Sarhan, who was outside Gaza with his family when the war began and is currently working on art projects in Europe, tells The Art Newspaper that the exhibition marks a departure from the artists’ usual styles due to the scarcity of materials.
“Majed usually uses acrylics, but now he is just sketching. Basel is using regular paper and some watercolours. Sohail is using children’s notebooks, and Raed is working with any paper and natural colours around him,” he explains. “Every artist in this exhibition is sharing a different story through their work.”
While the Amman exhibition is a rare opportunity to see original works created by Gaza’s artists during the ongoing 14-month war, there has been a broader wave of global solidarity with Palestinian artists. Galleries worldwide have mounted exhibitions showcasing their art—whether in the form of prints or earlier original pieces—and amplifying their stories of loss, resilience and hope. Beyond raising international awareness of the artists’ plight, Sarhan says that some of these initiatives offer financial support by generating sales for artists who have gone without income for more than a year.
In September, a civic gallery in Japan’s Hiratsuka City hosted a five-day show by artists from Gaza. The following month, Chicago’s Co-Prosperity cultural centre held Landscapes from Under the Rubble: Destroyed Artworks from Gaza featuring works by eight Gaza-based artists, including some who were able to escape through Rafah on the southern border with Egypt earlier this year. Barcelona’s Potassi K19 gallery recently unveiled I Will Write Our Will Above the Clouds, a touring display of digital images capturing displaced and destroyed works by Gaza’s artists. In London, P21 Gallery recently showed works by 25 Palestinian artists—including those still in Gaza and others who recently evacuated—in Art of Palestine: From the River to the Sea, organised by the Palestine Museum US.
The Zurich-based curator Reyelle Niemann has brought prints by 31 Palestinian artists, including 14 artists from Gaza, together for Gaza Remains the Story-This is Not an Exhibition, which runs until 5 January at Friedensgasse art space.
Having travelled to the Palestinian territories numerous times and built strong ties with the local artistic community, Niemann says she felt compelled to organise an exhibition. Together with the Palestinian artist, lecturer and cultural producer Yara Kassem Mahajena, she began reaching out to Gaza-based artists to bring the project to life.
“Strong artistic positions speak for themselves, making life circumstances, dreams and hardships more tangible; [they] provoke emotions, thoughts and conversations,” Niemann says.
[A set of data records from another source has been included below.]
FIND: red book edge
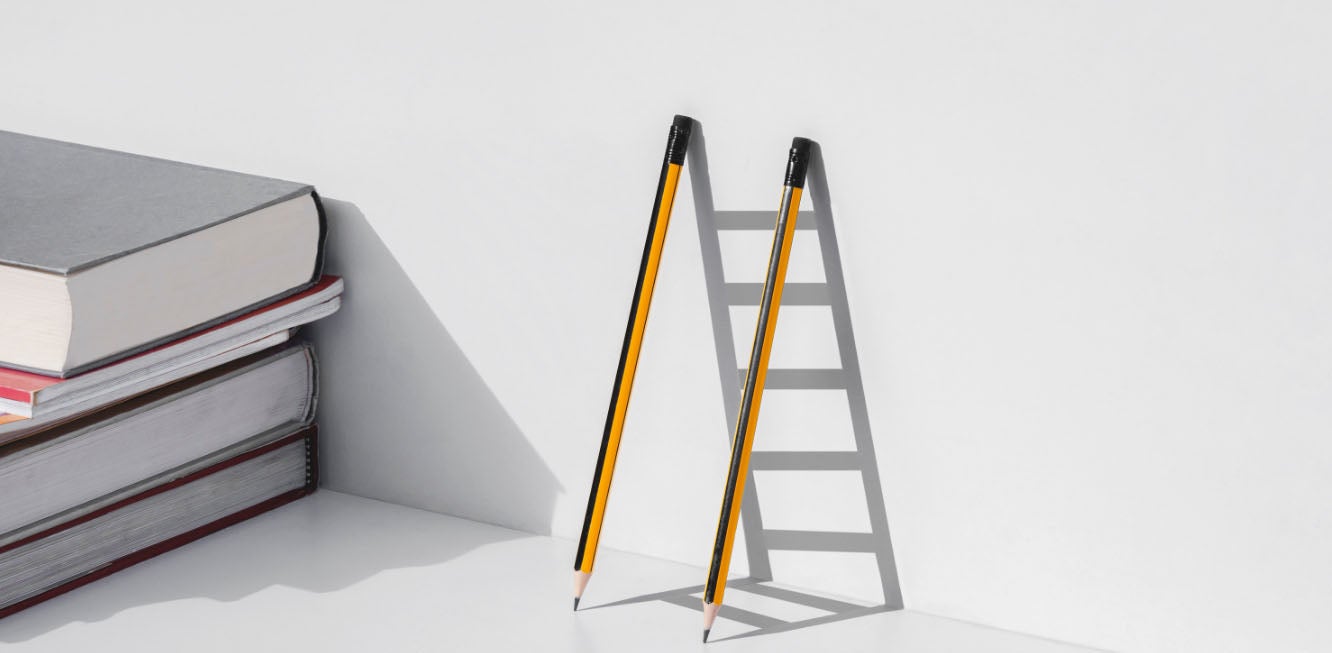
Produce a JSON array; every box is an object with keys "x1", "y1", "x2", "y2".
[
  {"x1": 0, "y1": 275, "x2": 340, "y2": 405},
  {"x1": 0, "y1": 424, "x2": 318, "y2": 618}
]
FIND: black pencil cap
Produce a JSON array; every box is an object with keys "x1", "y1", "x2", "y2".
[
  {"x1": 786, "y1": 136, "x2": 814, "y2": 188},
  {"x1": 666, "y1": 116, "x2": 694, "y2": 165}
]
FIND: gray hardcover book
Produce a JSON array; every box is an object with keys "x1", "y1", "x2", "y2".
[{"x1": 0, "y1": 132, "x2": 325, "y2": 376}]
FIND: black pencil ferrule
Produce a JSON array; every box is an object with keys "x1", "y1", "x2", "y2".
[
  {"x1": 786, "y1": 136, "x2": 814, "y2": 188},
  {"x1": 666, "y1": 116, "x2": 694, "y2": 165}
]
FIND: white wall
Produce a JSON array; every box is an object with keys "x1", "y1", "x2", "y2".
[{"x1": 0, "y1": 1, "x2": 1332, "y2": 652}]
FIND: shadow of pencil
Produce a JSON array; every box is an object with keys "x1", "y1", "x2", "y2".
[
  {"x1": 583, "y1": 578, "x2": 896, "y2": 642},
  {"x1": 587, "y1": 124, "x2": 903, "y2": 641}
]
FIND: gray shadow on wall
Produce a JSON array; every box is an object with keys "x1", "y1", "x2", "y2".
[
  {"x1": 309, "y1": 199, "x2": 562, "y2": 534},
  {"x1": 587, "y1": 124, "x2": 903, "y2": 641}
]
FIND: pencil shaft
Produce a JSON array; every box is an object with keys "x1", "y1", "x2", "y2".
[
  {"x1": 574, "y1": 116, "x2": 690, "y2": 573},
  {"x1": 703, "y1": 185, "x2": 802, "y2": 604}
]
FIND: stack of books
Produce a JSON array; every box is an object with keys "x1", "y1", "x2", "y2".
[{"x1": 0, "y1": 132, "x2": 342, "y2": 617}]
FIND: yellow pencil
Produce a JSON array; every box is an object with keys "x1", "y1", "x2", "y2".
[
  {"x1": 703, "y1": 137, "x2": 813, "y2": 642},
  {"x1": 574, "y1": 116, "x2": 694, "y2": 610}
]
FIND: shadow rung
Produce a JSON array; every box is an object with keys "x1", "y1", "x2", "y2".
[
  {"x1": 763, "y1": 530, "x2": 879, "y2": 553},
  {"x1": 750, "y1": 452, "x2": 864, "y2": 472},
  {"x1": 739, "y1": 368, "x2": 846, "y2": 390},
  {"x1": 726, "y1": 283, "x2": 831, "y2": 307},
  {"x1": 662, "y1": 596, "x2": 790, "y2": 628},
  {"x1": 713, "y1": 211, "x2": 814, "y2": 232}
]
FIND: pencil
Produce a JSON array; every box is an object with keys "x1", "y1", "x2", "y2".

The title This Is Not An Exhibition is borrowed from an ongoing exhibition at the Palestinian Museum in Birzeit in the West Bank, which showcases original works by Gaza artists that were gathered from private individuals, institutions and organisations after the war began. The Palestinian Museum has also developed a “ready-to-download” exhibition called Gaza Remains the Story which is available to touring venues upon request. Niemann’s exhibition includes some of this work.
Public reactions to the Zurich exhibition have been overwhelmingly positive, Niemann says, with visitors expressing appreciation for the opportunity to see alternative images of Gaza from those disseminated on social media, and to feel a sense of connection through art.
Earlier this autumn, the French artist Nicole Pfund exhibited prints by Gaza artists she had met more than 20 years ago in the small rural location of Beauquesne, France. “They really need help, like all the citizens of Gaza. It is so horrible what is happening, and with the silence of our countries,” Pfund says. She hopes to organise another Palestinian exhibition near Paris early next year.
“Before this genocide, people and students didn’t care much about Palestinians in Gaza because they didn’t have any information,” Shareef Sarhan says. “But now, it’s different. We see a lot of solidarity, including from people in the art sector.” Besides visiting exhibitions, Sarhan urges people to consider purchasing works by Palestinian artists at this time of year as Christmas gifts.